I'm vaguely planning on walking part of the 6.5km trail around the lake today, but pause to flick through a brochure I had picked up, just to see if there's anything else to prioritise. I happen to notice a caption below a more familiar photo of the lake than any of the views I had thus far seen: it refers to having been taken from the Osojnica viewpoint.
The existence of such a place is news to me; it's not on the map in my guidebook or even mentioned at all. I do however find it on the pocket map I have: it's a 685m high hill at the opposite end of the lake to Bled town. Looks like I will be doing that 6.5km walk next after all. I figure I can do it and be back in town by around 6pm. You can't say I'm not an optimist (it was coming up to 4pm at the time).
The shore walk is pleasant, the ever changing views of the lake continue to captivate, and it suddenly feels very autumnal. An avenue of trees, ripples of fiery leaves dancing in the breeze, stands against the edge of deciduous forest. How can there already be so many amber coloured leaves strewn across the path?
I previously referred to good signposting in Slovenia. I would now like to retract that foolish comment. When you're hiking through forest, on muddy, difficult, sometimes incredibly steep trails, you really need the trail markers to be on your side.
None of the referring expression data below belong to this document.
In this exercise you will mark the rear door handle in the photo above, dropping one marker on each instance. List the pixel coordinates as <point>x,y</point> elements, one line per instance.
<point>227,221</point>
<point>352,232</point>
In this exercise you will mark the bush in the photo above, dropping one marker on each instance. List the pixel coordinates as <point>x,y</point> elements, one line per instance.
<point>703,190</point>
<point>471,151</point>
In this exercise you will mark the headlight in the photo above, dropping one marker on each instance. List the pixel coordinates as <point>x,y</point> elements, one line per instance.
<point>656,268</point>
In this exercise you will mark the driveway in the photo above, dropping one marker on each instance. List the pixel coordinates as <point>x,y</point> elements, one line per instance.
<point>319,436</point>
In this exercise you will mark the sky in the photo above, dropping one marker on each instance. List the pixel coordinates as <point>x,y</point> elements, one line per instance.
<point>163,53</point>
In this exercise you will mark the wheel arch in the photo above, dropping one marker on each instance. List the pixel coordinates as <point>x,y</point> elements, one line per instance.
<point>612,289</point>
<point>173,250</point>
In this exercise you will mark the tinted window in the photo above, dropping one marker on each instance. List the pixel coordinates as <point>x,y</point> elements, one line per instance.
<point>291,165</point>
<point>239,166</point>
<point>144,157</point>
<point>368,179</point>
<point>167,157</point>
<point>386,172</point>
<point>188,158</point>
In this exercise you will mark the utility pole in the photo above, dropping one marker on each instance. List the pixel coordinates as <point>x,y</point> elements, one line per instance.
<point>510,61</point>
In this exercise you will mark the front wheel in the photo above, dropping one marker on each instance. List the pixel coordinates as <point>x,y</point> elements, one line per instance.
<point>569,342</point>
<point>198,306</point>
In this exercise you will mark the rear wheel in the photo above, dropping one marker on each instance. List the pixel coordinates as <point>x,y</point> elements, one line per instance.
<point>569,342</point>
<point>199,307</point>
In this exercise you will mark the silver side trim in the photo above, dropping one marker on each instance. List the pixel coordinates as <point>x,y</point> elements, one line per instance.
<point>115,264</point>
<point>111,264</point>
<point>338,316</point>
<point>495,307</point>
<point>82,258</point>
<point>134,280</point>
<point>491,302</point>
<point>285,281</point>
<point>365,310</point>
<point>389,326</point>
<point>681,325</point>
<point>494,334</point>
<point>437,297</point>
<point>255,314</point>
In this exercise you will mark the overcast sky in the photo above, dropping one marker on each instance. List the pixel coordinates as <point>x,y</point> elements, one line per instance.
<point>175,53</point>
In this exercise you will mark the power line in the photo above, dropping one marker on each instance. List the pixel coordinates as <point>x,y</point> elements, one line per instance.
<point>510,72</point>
I'm not talking about anything extravagant or challenging: colour coded spots of spraypaint on trees so you can keep a check that you haven't veered off course, painted arrows at junctions and turnings (or else a clear continuation of markers on the main trail), and signposts telling you where each new trail leads when you reach a critical junction (for instance, left to the top of Osojnica, right to Oystrica).
I don't know if there were budgetary constraints or perhaps a national spraypaint shortage, but I would suggest that - if you have to choose - markers at junctions are more useful than markers when you are on a straight stretch of trail, hemmed in on either side by forest. If I have nowhere to go other than forwards I'm happy to trust that I'm going the right way; if I'm faced with a fork in the path, offering me three possible directions, I would quite like a hint or two so that I don't end up climbing the wrong hill (or worse, going back downhill!). Just a thought.
I eventually guessed and scrambled my way to the top of Mala Osojnica. I hadn't time to catch my breath from the climb before it was taken away again. I still can't believe how far and wide you can see; it was truly spectacular. (It was also 6.05pm, that part of the masterplan didn't quite work out.)
The rain and most of the clouds had cleared to leave blue skies; the sun was shining brightly from behind me, glinting off the church on Bled Island (which was now close enough to see the grand staircase from the dock up to the church); the shadows formed by the trees along the shore now stretched long enough to reach across the lake, pointing towards the mountain filled horizon.
Given the forest cloaking the hill, and its relatively low altitude, I wasn't prepared to be able to see so very far. I have some fairly beautiful photos, but they represent a mere fraction of that magnificent scene. I could have stayed up there all night.